C’è un motivo, per cui sulle bottiglie di Chianti Classico di Villa Calcinaia è riportata la dicitura “Conti Capponi”, al plurale. Lo spiegano le parole di Sebastiano Capponi, secondo il quale quei “quattro poderi con casa da signore, nella località detta la Calcinaia” in Toscana – come recitano gli atti d’acquisto di Niccola di Andrea Capponi datati 23 maggio 1524 – appartengono a tutti i membri della casata, passati, presenti e futuri. Risale a mezzo millennio fa, infatti, il rapporto che lega la dinastia Capponi con le terre dove si produce il vino Chianti Classico. E così, proprio nei giorni in cui il consorzio del Gallo Nero celebra i suoi primi 100 anni di attività, Villa Calcinaia taglia il traguardo altrettanto significativo dei cinque secoli.

Tradizione di famiglia

Insieme a Sebastiano Capponi, a celebrare l’anniversario sono stati i fratelli Niccolò e Tessa, che rappresentano la 37° generazione della famiglia: per l’occasione, i conti hanno riunito intorno a sé in villa i vertici del consorzio del Chianti Classico, tanti produttori e amici, per raccontare la storia della loro famiglia e del rapporto con Firenze. Dal ’92 a oggi a occuparsi della gestione di Villa Calcinaia è Sebastiano, chiamato a portare avanti la lunga tradizione di famiglia nella produzione di vini pregiati ed olio extravergine, ma impegnato anche a salvaguardare il paesaggio, in primis con la candidatura Unesco del sistema delle Ville Fattorie, e l’identità locale attraverso la recente riscoperta e valorizzazione del vitigno autoctono Occhiorosso in collaborazione con l’Università di Firenze.

“Viaggio nel bicchiere”

In fondo, parliamo di un’azienda che ha nelle uve presenti nei suoi terreni (Mammolo, Sanforte, Canaiolo, Buonamico, Occhio di Pernice, San Colombano, Malvasia Bianca, Trebbiano e più di 150 biotipi di Sangiovese) un patrimonio genetico senza pari. E proprio il vino, autentico fil rouge di una storia lunga mezzo millennio, è stato al centro della giornata di celebrazioni.
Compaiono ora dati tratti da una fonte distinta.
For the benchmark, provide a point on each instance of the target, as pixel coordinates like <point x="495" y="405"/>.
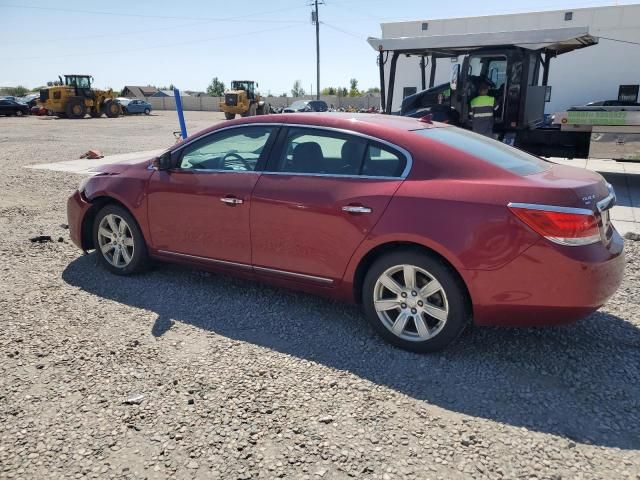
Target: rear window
<point x="487" y="149"/>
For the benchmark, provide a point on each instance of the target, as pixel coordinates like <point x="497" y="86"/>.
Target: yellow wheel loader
<point x="73" y="98"/>
<point x="244" y="100"/>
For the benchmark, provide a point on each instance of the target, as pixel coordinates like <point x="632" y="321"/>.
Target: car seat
<point x="307" y="158"/>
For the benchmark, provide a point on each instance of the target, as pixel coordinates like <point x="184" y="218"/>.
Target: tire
<point x="128" y="254"/>
<point x="406" y="310"/>
<point x="111" y="109"/>
<point x="75" y="109"/>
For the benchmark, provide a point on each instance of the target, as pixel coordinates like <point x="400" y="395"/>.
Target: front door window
<point x="236" y="150"/>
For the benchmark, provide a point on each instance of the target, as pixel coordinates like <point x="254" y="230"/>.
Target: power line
<point x="316" y="21"/>
<point x="128" y="50"/>
<point x="346" y="32"/>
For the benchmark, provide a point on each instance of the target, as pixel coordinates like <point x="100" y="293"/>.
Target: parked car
<point x="11" y="107"/>
<point x="428" y="226"/>
<point x="297" y="107"/>
<point x="137" y="106"/>
<point x="38" y="110"/>
<point x="318" y="106"/>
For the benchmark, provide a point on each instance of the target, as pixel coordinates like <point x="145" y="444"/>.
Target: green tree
<point x="215" y="88"/>
<point x="297" y="90"/>
<point x="353" y="90"/>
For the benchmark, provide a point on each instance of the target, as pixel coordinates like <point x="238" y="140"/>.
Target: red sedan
<point x="429" y="227"/>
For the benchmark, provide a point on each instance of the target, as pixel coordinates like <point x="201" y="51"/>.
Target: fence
<point x="212" y="104"/>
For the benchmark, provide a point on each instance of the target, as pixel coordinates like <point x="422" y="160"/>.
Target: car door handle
<point x="231" y="200"/>
<point x="356" y="209"/>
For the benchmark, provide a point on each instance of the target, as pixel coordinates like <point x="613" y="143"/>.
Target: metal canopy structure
<point x="559" y="40"/>
<point x="550" y="42"/>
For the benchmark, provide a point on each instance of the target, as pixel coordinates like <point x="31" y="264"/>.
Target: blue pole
<point x="183" y="126"/>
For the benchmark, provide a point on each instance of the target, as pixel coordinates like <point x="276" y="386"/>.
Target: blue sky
<point x="189" y="42"/>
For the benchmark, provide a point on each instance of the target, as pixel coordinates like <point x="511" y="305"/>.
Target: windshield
<point x="489" y="150"/>
<point x="80" y="82"/>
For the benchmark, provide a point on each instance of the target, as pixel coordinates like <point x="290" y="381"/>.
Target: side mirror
<point x="163" y="162"/>
<point x="455" y="75"/>
<point x="493" y="75"/>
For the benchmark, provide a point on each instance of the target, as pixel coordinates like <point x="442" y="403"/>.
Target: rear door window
<point x="314" y="151"/>
<point x="489" y="150"/>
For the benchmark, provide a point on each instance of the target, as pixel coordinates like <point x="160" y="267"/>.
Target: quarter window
<point x="237" y="149"/>
<point x="318" y="152"/>
<point x="380" y="161"/>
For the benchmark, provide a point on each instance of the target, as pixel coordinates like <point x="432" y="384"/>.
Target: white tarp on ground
<point x="86" y="166"/>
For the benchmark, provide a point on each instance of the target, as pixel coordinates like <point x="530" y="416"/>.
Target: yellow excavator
<point x="243" y="99"/>
<point x="73" y="98"/>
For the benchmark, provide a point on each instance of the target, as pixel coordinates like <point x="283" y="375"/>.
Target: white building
<point x="584" y="75"/>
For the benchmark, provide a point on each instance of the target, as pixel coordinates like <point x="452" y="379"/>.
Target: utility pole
<point x="316" y="20"/>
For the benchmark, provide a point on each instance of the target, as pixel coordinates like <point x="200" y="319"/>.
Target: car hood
<point x="134" y="161"/>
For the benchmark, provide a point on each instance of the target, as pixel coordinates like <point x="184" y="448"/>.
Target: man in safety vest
<point x="482" y="108"/>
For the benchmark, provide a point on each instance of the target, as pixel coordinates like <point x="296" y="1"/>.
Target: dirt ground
<point x="183" y="374"/>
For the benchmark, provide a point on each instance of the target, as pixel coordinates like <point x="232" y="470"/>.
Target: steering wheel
<point x="237" y="157"/>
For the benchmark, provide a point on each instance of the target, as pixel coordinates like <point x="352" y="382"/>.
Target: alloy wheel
<point x="115" y="240"/>
<point x="411" y="303"/>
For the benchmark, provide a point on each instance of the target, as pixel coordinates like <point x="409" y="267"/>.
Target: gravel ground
<point x="183" y="374"/>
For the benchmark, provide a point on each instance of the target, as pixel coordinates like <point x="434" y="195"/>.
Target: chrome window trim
<point x="246" y="266"/>
<point x="331" y="175"/>
<point x="551" y="208"/>
<point x="403" y="151"/>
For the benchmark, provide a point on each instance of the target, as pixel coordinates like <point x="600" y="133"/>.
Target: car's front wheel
<point x="119" y="244"/>
<point x="415" y="301"/>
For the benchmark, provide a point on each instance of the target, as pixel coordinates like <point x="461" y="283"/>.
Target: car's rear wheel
<point x="415" y="301"/>
<point x="75" y="109"/>
<point x="119" y="244"/>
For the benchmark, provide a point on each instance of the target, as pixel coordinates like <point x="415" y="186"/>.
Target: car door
<point x="200" y="208"/>
<point x="318" y="199"/>
<point x="132" y="106"/>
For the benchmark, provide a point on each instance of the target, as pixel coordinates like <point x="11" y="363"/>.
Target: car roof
<point x="346" y="120"/>
<point x="376" y="125"/>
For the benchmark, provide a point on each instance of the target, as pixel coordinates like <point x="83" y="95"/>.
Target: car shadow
<point x="577" y="381"/>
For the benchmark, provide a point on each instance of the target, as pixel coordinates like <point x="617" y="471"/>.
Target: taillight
<point x="563" y="225"/>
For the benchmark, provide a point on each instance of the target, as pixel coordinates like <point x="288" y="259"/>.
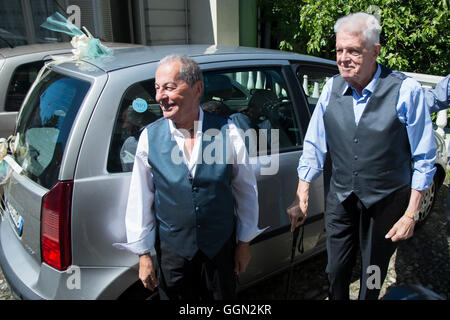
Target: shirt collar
<point x="174" y="131"/>
<point x="370" y="87"/>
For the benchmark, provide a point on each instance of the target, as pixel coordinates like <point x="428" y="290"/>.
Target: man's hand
<point x="402" y="230"/>
<point x="147" y="272"/>
<point x="297" y="211"/>
<point x="241" y="257"/>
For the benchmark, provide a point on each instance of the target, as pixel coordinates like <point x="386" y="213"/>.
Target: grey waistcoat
<point x="191" y="214"/>
<point x="372" y="159"/>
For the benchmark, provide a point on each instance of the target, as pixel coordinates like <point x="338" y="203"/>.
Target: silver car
<point x="64" y="204"/>
<point x="19" y="67"/>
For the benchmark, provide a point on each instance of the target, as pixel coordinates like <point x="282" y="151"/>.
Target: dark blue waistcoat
<point x="198" y="214"/>
<point x="372" y="159"/>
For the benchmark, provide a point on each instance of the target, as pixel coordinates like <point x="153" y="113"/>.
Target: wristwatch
<point x="413" y="216"/>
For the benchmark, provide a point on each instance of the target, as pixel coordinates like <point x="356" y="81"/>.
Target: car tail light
<point x="55" y="226"/>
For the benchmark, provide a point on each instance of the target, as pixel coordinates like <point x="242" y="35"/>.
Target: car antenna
<point x="7" y="42"/>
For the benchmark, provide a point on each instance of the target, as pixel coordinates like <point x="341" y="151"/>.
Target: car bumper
<point x="30" y="280"/>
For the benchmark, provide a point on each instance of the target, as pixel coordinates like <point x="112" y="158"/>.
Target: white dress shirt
<point x="140" y="219"/>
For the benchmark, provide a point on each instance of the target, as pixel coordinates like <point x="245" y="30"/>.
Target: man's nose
<point x="160" y="94"/>
<point x="345" y="56"/>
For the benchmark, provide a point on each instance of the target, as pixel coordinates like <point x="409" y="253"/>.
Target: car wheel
<point x="428" y="198"/>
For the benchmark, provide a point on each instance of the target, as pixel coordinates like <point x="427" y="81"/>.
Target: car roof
<point x="51" y="48"/>
<point x="129" y="57"/>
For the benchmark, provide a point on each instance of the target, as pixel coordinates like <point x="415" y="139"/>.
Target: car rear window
<point x="21" y="81"/>
<point x="45" y="123"/>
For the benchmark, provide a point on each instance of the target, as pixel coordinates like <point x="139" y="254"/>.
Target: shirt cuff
<point x="308" y="174"/>
<point x="422" y="181"/>
<point x="139" y="247"/>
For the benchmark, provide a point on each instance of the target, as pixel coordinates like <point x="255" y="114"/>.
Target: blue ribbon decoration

Condotto dai conti insieme al giornalista Filippo Bartolotta, il “viaggio nel bicchiere” ha toccato gli Etruschi, i primi documenti del 1052 d.C., la Lega del Chianti e il Rinascimento fiorentino, l’acquisto di Villa Calcinaia e il primo documento precursore delle moderne denominazioni d’origine nel 1716, e si è dipanato attraverso la degustazione di cinque vini inconici: Mauvais Chapon Metodo Classico 2018; AD 1613 Rosso Toscana Igt 2011; Villa Calcinaia Chianti Classico Doc 1969; Vigna Bastignano Rosso Colli Toscana Centrale Igt 2006; Villa Calcinaia Chianti Classico Riserva Docg 2010.

Tra sapori e aneddoti

Cinque etichette scelte a rappresentare la storia di un’azienda biologica che si articola su 200 ettari di proprietà (di cui 31,5 vitati e 10 destinati a oliveto, 100 ettari di bosco e la quota rimanente adibita a zona di rispetto venatorio per il ripopolamento della selvaggina locale e per il pascolo delle capre) e la cui guida agronomica è affidata a Daniele Innocenti e Luca Socci, così come a Federico Staderini la consulenza enologica.

La storia stessa della famiglia Capponi è un intersecarsi di racconti, sapori e aneddoti, che testimoniano la straordinaria capacità di invecchiamento dei vini della denominazione del Gallo Nero, in grado di confrontarsi con i più grandi “fine wines” al mondo. Oggi Villa Calcinaia produce due diverse linee di Chianti Classico: la prima riporta sull’etichetta il blasone nobiliare di famiglia, e le cui uve provengono dai vigneti più antichi, e la seconda – chiamata “Cappone” – prende il nome dal primo membro della famiglia di cui si ha notizia e comprende uve provenienti dai vigneti più giovani.